Beethoven Piano Sonatas, Vols 8 & 9: Nos 27-32 Boris Giltburg (piano) Naxos 9.70314 80:42 mins / Naxos 9.70315 66:56 mins
Boris Giltburg prefaces his liner notes by telling us why this project came about; it began, he says, as a personal exploration driven by curiosity. But in joining forces with the producer Stewart French, a filmmaker, he found himself looking at the oeuvre anew.
Stewart’s film technique combines elements from a live performance with those of a studio recording; as Giltburg explains it, the recordings presented in these albums ‘are those very films, stripped of their visual element, but hopefully preserving the spirit and atmosphere of the circumstances under which they were produced.’
In listening, I’m not sure this elaborate rationale has resulted in anything fundamentally different from a routine patched audio recording. That said, these interpretations are enormously pleasurable and at times revelatory.

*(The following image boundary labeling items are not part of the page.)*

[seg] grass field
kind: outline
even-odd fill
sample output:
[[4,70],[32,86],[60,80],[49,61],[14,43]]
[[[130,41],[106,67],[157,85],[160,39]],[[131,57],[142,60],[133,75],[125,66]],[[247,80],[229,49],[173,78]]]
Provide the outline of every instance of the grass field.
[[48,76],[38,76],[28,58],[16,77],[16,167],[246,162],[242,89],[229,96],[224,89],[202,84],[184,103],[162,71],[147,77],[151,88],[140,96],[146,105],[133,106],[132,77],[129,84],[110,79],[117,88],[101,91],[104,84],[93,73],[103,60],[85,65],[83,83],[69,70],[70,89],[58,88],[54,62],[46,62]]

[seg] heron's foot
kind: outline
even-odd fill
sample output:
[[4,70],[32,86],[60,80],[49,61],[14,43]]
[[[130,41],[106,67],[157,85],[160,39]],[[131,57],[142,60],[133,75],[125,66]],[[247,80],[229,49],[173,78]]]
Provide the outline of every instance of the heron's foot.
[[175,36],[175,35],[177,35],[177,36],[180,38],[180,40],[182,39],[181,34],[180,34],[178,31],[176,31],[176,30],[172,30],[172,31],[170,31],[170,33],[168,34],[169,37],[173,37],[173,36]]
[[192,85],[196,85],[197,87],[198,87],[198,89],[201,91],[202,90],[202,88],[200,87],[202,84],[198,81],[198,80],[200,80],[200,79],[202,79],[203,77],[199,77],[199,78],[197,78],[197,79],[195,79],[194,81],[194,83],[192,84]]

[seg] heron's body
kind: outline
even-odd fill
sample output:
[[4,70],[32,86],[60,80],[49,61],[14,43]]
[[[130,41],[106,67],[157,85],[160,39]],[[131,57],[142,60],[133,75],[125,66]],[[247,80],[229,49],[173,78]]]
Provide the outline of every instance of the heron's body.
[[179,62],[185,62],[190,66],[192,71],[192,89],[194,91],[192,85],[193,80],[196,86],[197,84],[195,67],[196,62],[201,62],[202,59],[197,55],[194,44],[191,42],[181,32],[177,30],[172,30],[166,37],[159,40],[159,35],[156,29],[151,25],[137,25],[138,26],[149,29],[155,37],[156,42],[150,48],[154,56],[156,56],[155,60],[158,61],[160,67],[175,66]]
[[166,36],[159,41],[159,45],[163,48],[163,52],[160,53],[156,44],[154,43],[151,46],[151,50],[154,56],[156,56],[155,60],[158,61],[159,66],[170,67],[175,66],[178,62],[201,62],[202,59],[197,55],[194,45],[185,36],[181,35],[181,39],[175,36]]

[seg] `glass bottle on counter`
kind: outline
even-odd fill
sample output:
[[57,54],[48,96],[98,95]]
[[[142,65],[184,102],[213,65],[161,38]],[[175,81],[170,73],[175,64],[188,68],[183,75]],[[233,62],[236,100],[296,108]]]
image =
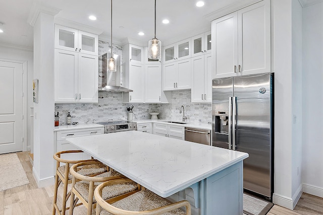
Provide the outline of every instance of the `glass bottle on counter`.
[[70,114],[69,112],[67,114],[67,122],[66,124],[67,124],[68,125],[71,124],[71,114]]

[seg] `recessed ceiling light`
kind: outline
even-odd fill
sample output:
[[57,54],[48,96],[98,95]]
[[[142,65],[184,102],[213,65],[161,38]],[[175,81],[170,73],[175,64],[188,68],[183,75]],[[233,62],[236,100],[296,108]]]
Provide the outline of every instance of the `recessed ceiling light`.
[[169,24],[169,23],[170,23],[170,21],[169,20],[163,20],[163,23],[164,24]]
[[199,1],[196,3],[196,7],[203,7],[204,6],[204,2]]
[[96,17],[91,15],[89,17],[89,19],[91,20],[96,20]]

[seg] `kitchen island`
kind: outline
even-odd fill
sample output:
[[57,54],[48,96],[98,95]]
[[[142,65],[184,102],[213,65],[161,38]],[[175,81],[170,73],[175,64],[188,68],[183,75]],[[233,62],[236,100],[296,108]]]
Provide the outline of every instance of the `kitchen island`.
[[137,131],[66,140],[160,196],[191,188],[193,214],[243,213],[246,153]]

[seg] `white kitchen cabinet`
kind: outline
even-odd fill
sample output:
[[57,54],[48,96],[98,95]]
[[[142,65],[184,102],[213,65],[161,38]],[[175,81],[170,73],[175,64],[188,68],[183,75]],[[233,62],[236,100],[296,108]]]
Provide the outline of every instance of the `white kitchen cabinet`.
[[137,130],[145,133],[152,133],[152,123],[151,122],[137,123]]
[[[56,143],[56,152],[78,150],[76,147],[67,141],[66,140],[67,138],[102,133],[104,133],[104,128],[103,127],[102,128],[81,128],[57,131],[56,135],[55,135],[55,142]],[[91,156],[85,153],[69,153],[68,154],[62,154],[61,158],[67,160],[80,160],[90,159],[91,159]]]
[[271,71],[270,2],[212,22],[212,78]]
[[211,53],[211,32],[204,33],[191,38],[191,56],[195,57]]
[[191,58],[192,103],[212,102],[212,59],[211,54]]
[[97,55],[98,36],[84,31],[55,25],[55,48]]
[[184,127],[163,123],[153,123],[153,134],[175,139],[185,139]]
[[97,103],[97,56],[55,49],[54,58],[55,102]]
[[170,103],[172,92],[164,92],[162,88],[162,65],[149,64],[145,65],[145,96],[146,103]]
[[191,57],[191,38],[164,48],[164,63],[172,63]]
[[164,90],[191,89],[191,58],[164,64]]
[[124,46],[126,53],[123,67],[125,71],[125,86],[133,92],[123,93],[124,103],[142,103],[145,101],[145,70],[143,47],[128,44]]

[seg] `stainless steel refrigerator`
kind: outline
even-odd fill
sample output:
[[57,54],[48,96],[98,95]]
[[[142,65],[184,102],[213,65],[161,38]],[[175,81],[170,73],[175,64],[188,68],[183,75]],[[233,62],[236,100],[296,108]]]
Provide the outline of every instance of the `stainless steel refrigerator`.
[[273,75],[213,79],[212,145],[247,153],[245,189],[272,200]]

Always clean and never showy, Giltburg’s pianism is ideally suited to late Beethoven, and his touch throughout is light and flexible. One of his revelations comes with the Mit Lebhaftigkeit of Op. 90, which Giltburg gently probes to reveal unexpected moments of mystery. Another is his inspired account of the first movement of Op. 101, which he appropriately likens to a flower opening in the morning dew. His Hammerklavier lacks fury at the outset but magnificently makes up for that in the closing fugue, where his easy control of the tumult of voices is impressive; in his hands the Adagio becomes rapt and dreamlike. There are no histrionics in his treatment of Op. 109, and none in the variations of Op. 111 – no fashionable excursions into jazz – while Op. 110 comes over with a plainness and sincerity which warms the heart.